From: Adrien Mazarguil <adrien.mazarguil@6wind.com>
To: Ori Kam <orika@mellanox.com>
Cc: Andrew Rybchenko <arybchenko@solarflare.com>,
Dekel Peled <dekelp@mellanox.com>,
"ferruh.yigit@intel.com" <ferruh.yigit@intel.com>,
"john.mcnamara@intel.com" <john.mcnamara@intel.com>,
"marko.kovacevic@intel.com" <marko.kovacevic@intel.com>,
Asaf Penso <asafp@mellanox.com>, Matan Azrad <matan@mellanox.com>,
Eli Britstein <elibr@mellanox.com>, "dev@dpdk.org" <dev@dpdk.org>,
Ivan Malov <Ivan.Malov@oktetlabs.ru>
Subject: Re: [dpdk-dev] [RFC] ethdev: add fragment attribute to IPv6 item
Date: Tue, 2 Jun 2020 21:04:10 +0200 [thread overview]

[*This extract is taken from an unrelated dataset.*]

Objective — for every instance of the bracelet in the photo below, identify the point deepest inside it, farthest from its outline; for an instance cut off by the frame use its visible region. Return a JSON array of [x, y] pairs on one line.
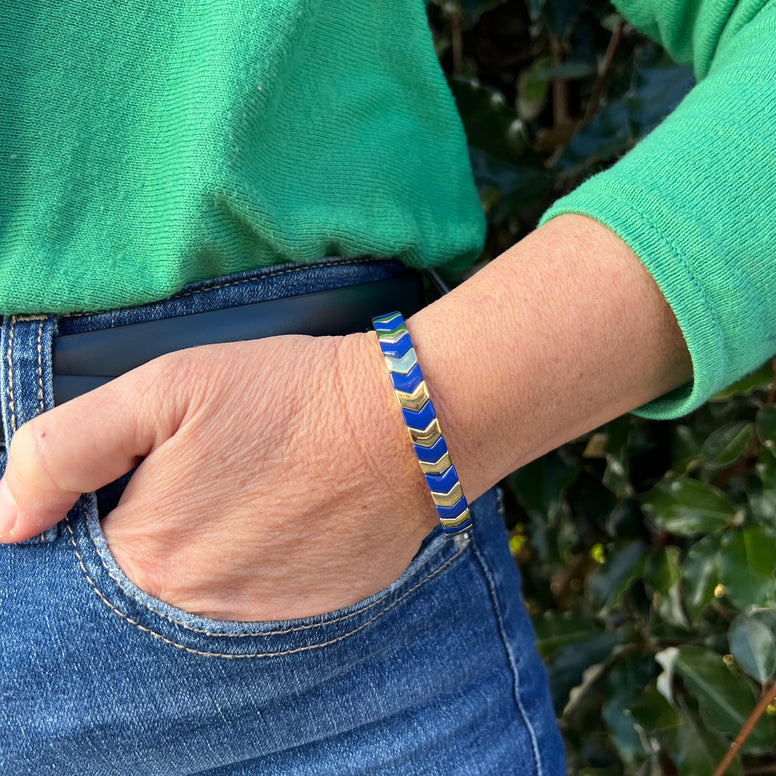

Message-ID: <20200602190410.GU26320@6wind.com> (raw)
In-Reply-To: <AM6PR05MB51769EE4CE6BAB8B557E8325DB8B0@AM6PR05MB5176.eurprd05.prod.outlook.com>
Hi Ori, Andrew, Delek,
(been a while eh?)
On Tue, Jun 02, 2020 at 06:28:41PM +0000, Ori Kam wrote:
> Hi Andrew,
>
> PSB,
[...]
> > > diff --git a/lib/librte_ethdev/rte_flow.h b/lib/librte_ethdev/rte_flow.h
> > > index b0e4199..3bc8ce1 100644
> > > --- a/lib/librte_ethdev/rte_flow.h
> > > +++ b/lib/librte_ethdev/rte_flow.h
> > > @@ -787,6 +787,8 @@ struct rte_flow_item_ipv4 {
> > > */
> > > struct rte_flow_item_ipv6 {
> > > struct rte_ipv6_hdr hdr; /**< IPv6 header definition. */
> > > + uint32_t is_frag:1; /**< Is IPv6 packet fragmented/non-fragmented. */
> > > + uint32_t reserved:31; /**< Reserved, must be zero. */
> >
> > The solution is simple, but hardly generic and adds an
> > example for the future extensions. I doubt that it is a
> > right way to go.
> >
> I agree with you that this is not the most generic way possible,
> but the IPV6 extensions are very unique. So the solution is also unique.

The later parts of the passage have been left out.